Annie Sidonie Goossens OBE (19 October 1899 – 15 December 2004) was one of Britain's most enduring harpists. She made her professional debut in 1921, was a founder member of the BBC Symphony Orchestra and went on to play for more than half a century until her retirement in 1981.

She was born in Liscard, Wallasey, Cheshire, a member of the famous Goossens family that had emigrated to Britain from Belgium in the 19th century. Her father and grandfather were both conductors, both called Eugène. Her brother Sir Eugene Goossens made an international conducting career in the mid-20th century and was also a composer. He spent many years working in Australia as the director of the NSW Conservatorium of Music and chief conductor of the Sydney Symphony. Her brother Léon was an eminent oboist and her sister Marie was also a distinguished harpist. In 1916, her brother Adolphe, a gifted French horn player was killed in action.

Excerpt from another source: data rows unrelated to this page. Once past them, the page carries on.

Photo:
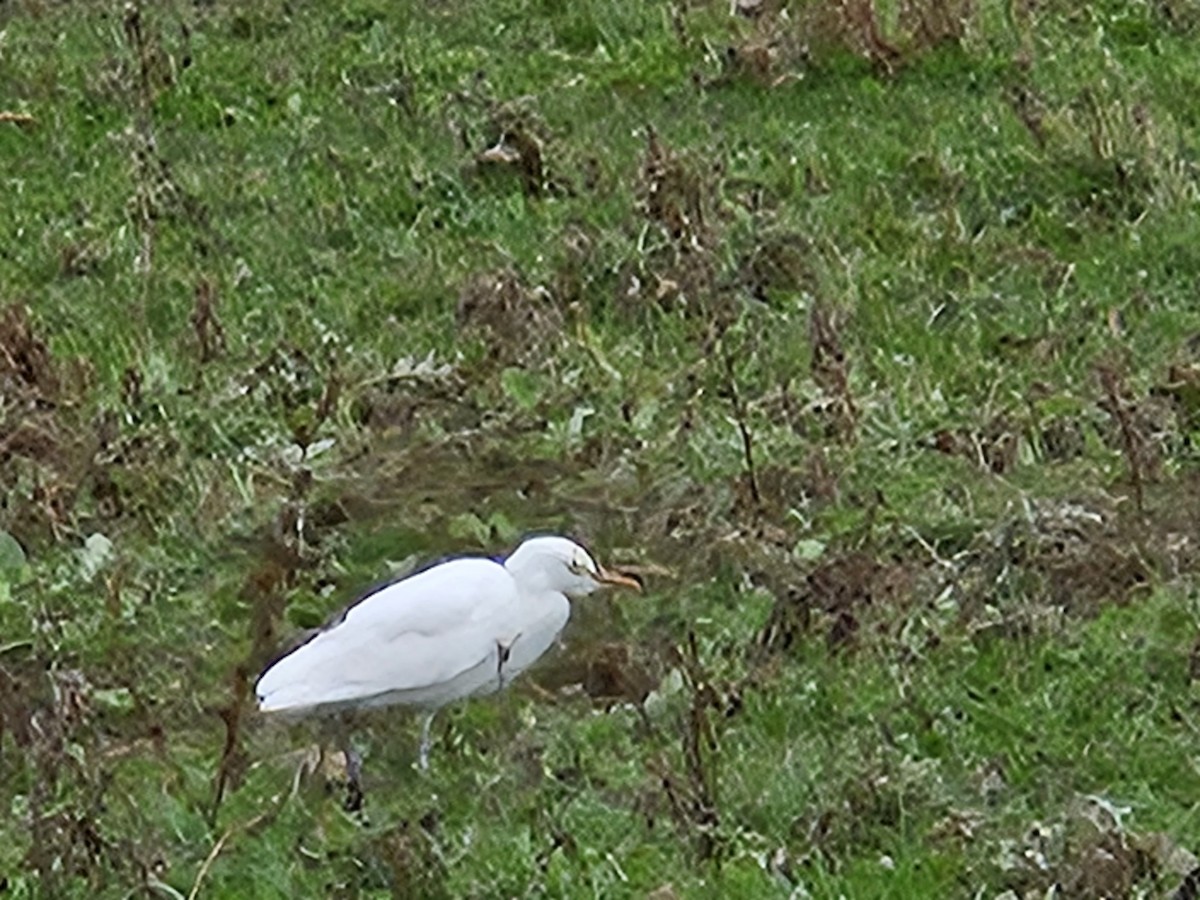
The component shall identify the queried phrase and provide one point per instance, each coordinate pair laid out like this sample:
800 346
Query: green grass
274 330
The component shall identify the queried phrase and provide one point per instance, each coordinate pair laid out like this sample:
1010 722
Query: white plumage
462 628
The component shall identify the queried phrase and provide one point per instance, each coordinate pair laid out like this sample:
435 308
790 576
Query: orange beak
617 580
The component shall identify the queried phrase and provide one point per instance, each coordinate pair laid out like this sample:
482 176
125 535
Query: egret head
563 565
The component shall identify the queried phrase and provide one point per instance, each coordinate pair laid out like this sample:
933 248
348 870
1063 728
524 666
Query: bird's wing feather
412 635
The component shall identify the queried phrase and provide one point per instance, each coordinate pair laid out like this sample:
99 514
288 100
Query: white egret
461 628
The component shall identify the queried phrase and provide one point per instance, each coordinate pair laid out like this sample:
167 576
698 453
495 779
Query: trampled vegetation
867 333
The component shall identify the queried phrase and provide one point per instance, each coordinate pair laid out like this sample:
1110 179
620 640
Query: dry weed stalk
1134 445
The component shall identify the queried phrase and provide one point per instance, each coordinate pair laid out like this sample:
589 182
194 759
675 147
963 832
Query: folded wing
412 639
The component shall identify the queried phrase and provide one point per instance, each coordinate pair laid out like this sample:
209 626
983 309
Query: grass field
869 330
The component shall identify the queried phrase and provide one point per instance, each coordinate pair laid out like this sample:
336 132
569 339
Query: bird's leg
423 760
354 795
503 652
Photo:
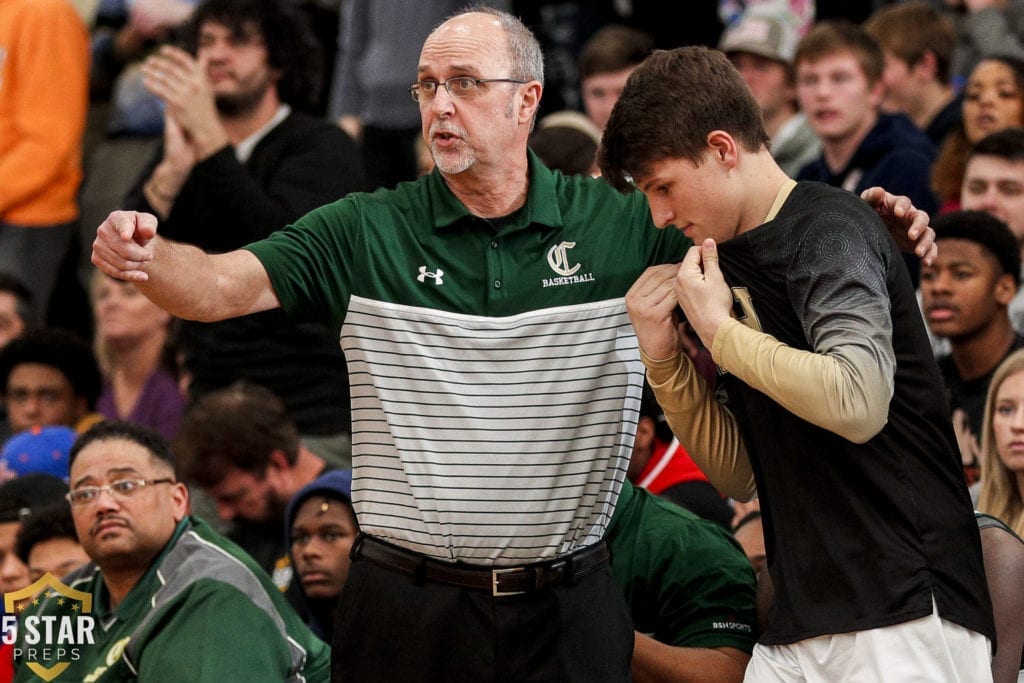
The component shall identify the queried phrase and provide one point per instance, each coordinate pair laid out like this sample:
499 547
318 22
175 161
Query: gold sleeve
845 391
701 424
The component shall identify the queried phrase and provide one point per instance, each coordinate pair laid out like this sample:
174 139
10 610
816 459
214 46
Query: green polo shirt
686 580
495 374
204 611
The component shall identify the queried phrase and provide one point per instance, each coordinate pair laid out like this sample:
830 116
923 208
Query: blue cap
39 450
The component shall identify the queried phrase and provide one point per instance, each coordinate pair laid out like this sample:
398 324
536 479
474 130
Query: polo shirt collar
542 206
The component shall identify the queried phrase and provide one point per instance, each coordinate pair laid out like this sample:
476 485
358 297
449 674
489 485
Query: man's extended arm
658 663
181 279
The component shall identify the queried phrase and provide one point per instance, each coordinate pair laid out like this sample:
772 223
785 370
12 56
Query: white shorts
928 649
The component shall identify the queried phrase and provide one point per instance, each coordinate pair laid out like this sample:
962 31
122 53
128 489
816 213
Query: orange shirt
44 82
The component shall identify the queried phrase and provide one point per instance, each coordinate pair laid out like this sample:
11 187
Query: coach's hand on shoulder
123 245
907 224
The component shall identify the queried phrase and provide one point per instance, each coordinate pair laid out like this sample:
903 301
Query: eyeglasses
458 86
120 488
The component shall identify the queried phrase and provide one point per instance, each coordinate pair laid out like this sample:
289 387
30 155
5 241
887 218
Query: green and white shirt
204 612
496 378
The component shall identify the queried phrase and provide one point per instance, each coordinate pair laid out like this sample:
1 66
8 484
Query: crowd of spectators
230 119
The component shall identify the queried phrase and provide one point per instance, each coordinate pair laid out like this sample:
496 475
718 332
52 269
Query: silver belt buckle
495 573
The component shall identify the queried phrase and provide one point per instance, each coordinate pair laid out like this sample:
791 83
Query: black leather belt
499 582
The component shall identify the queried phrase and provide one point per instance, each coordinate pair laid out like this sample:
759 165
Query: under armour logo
436 276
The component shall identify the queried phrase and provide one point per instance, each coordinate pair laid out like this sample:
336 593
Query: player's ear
722 147
1006 289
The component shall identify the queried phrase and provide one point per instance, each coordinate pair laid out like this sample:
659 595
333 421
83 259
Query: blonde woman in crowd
1003 445
132 347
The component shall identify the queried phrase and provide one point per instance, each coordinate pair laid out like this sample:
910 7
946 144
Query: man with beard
164 591
241 447
241 159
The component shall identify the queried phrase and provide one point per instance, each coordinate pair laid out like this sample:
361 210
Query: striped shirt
496 379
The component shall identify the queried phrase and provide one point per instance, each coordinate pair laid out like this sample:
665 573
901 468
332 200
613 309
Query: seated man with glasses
166 590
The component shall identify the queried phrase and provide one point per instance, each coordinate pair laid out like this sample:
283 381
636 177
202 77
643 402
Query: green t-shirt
495 375
686 580
204 611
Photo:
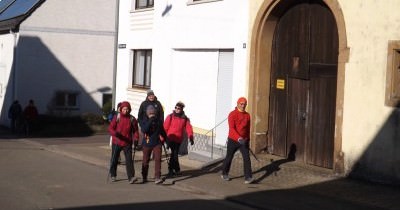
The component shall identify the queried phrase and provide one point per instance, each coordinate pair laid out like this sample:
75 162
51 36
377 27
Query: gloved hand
241 141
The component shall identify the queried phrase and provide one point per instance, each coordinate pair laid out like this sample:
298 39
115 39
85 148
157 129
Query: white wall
7 42
366 120
185 41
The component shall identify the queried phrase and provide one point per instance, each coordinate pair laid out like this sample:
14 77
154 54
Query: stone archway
259 72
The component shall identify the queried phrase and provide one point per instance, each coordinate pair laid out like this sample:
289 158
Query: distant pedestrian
124 131
238 138
30 116
15 115
177 126
111 116
153 138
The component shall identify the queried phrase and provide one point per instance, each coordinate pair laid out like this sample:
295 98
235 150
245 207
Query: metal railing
206 142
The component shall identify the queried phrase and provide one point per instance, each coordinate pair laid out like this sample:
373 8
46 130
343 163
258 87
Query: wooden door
303 86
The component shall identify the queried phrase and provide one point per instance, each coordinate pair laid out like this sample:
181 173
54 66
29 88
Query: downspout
115 54
14 66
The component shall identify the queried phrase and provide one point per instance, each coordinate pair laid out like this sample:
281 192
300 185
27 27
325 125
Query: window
190 2
143 4
68 100
141 68
393 75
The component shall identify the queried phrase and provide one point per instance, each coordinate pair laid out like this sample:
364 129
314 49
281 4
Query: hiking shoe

She was honoured with a MBE in 1974, and later an OBE in 1980. She was recommended for a Damehood, but this was allegedly vetoed by Margaret Thatcher, who said: 'We can't give a DBE to an orchestral musician'. She retired officially from the BBC Symphony Orchestra in 1980, the year of the orchestra's Golden Jubilee. Her final performance was in 1991 during the Last Night of the Proms when she accompanied Dame Gwyneth Jones in her own arrangement of "The Last Rose of Summer". There were celebratory concerts for her 100th birthday at London's Wigmore and Royal Festival Halls. She died in Reigate, Surrey, on 15 December 2004 aged 105.